The right to withdraw consent
If you have given us explicit consent to process your personal data you have a right to withdraw that consent at any time, including but not limited to the removal of consent to be contacted for marketing purposes. You can request this using the contact details here.
The right to lodge a complaint with a supervisory authority
You have the right to lodge a complaint with us directly and / or with a supervisory authority. In the UK the relevant authority is the Information Commissioner’s Office (ICO). You can find their contact details here. To exercise this right, please contact our DPO at dpo@infinian.co.uk or write to us at the address provided in 1. We will respond within one month and may request identity verification for security purposes.
No fee usually required
You will not have to pay a fee to access your personal data (or to exercise any of the other rights). However, we may charge a reasonable fee if your request is clearly unfounded, repetitive or excessive. Alternatively, we could refuse to comply with your request in these circumstances.
What we may need from you
We may need to request specific information from you to help us confirm your identity and ensure your right to access your personal data (or to exercise any of your other rights). This is a security measure to ensure that personal data is not disclosed to any person who does not have a right to receive it. We may also contact you to ask you for further information in relation to your request to speed up our response.
Time limit to respond
We aim to respond to all legitimate requests within one month. Occasionally it could take us longer than a month if your request is particularly complex or if you have made a number of requests. In this case, we will notify you and keep you updated.
Glossary
Customers means the third parties listed or described in “How we use your personal data” (above) who use Infinian’s products and services
Data Suppliers means third party data suppliers in the consumer credit industry and digital marketing companies serving that sector, namely Monevo Limited, Choose Wisely Limited, Comparitec Limited, and Credit Technologies Limited
External Third Parties
• Service providers acting as processors who provide IT and system administration services.

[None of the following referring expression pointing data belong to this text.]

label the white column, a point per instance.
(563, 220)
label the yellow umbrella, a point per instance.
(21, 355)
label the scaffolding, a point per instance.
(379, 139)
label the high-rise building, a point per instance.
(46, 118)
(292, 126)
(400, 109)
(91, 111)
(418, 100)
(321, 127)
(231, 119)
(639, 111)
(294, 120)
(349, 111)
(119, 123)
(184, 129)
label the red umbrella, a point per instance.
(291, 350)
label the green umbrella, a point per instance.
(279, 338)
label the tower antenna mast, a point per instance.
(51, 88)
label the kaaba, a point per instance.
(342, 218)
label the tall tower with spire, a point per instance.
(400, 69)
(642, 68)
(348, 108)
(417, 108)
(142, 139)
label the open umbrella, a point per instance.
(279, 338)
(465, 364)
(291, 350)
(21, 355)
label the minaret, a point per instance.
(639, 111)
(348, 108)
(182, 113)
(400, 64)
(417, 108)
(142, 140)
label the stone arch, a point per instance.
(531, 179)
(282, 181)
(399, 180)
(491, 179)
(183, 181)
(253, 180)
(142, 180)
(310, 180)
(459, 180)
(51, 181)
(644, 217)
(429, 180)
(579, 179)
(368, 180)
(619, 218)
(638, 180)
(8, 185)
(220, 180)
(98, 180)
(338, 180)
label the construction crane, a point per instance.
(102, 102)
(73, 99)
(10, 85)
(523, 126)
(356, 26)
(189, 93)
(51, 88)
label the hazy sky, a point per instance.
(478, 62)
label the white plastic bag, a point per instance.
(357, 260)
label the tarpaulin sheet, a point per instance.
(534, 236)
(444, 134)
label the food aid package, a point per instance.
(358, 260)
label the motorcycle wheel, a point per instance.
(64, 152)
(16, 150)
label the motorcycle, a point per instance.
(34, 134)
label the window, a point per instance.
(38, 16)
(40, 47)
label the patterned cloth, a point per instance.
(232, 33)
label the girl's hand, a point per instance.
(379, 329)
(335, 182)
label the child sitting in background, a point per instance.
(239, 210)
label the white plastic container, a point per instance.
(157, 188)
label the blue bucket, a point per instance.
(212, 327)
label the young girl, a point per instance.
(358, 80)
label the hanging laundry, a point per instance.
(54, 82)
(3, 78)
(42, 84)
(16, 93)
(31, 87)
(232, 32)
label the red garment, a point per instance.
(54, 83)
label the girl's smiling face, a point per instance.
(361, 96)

• Professional advisers acting as processors or joint controllers including lawyers, bankers, auditors and insurers who provide consultancy, banking, legal, insurance and accounting services.

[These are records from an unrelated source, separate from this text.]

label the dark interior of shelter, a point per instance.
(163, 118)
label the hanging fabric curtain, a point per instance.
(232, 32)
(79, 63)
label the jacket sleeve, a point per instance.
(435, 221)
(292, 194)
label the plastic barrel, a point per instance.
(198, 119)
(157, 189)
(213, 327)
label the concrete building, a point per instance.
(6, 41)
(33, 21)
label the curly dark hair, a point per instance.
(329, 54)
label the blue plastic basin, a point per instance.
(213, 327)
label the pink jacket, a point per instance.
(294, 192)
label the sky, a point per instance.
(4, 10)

• HM Revenue & Customs, regulators and other authorities acting as processors or joint controllers based in the United Kingdom who require reporting of processing activities in certain circumstances.
Lawful Basis
Legitimate interest means the interest of Infinian in conducting and managing its business to enable us to give our Customers the best services or products and the best and most secure experience. We make sure we consider and balance any potential impact on you as an individual (both positive and negative) and your rights before we process your personal data for a legitimate interest. We do not use your personal data for activities where our interests are overridden by the impact on you (unless we have your consent or are otherwise required or permitted to by law). You can obtain further information about how we assess our legitimate interest against any potential impact on you in respect of specific activities by contacting us. A legitimate interest may include legitimate business interests which provide a societal benefit, such as preventing fraud, protecting vulnerable customers, crime prevention and detection.
Compliance with a legal obligation means processing your personal data where it is necessary for compliance with a legal obligation that Infinian is subject to.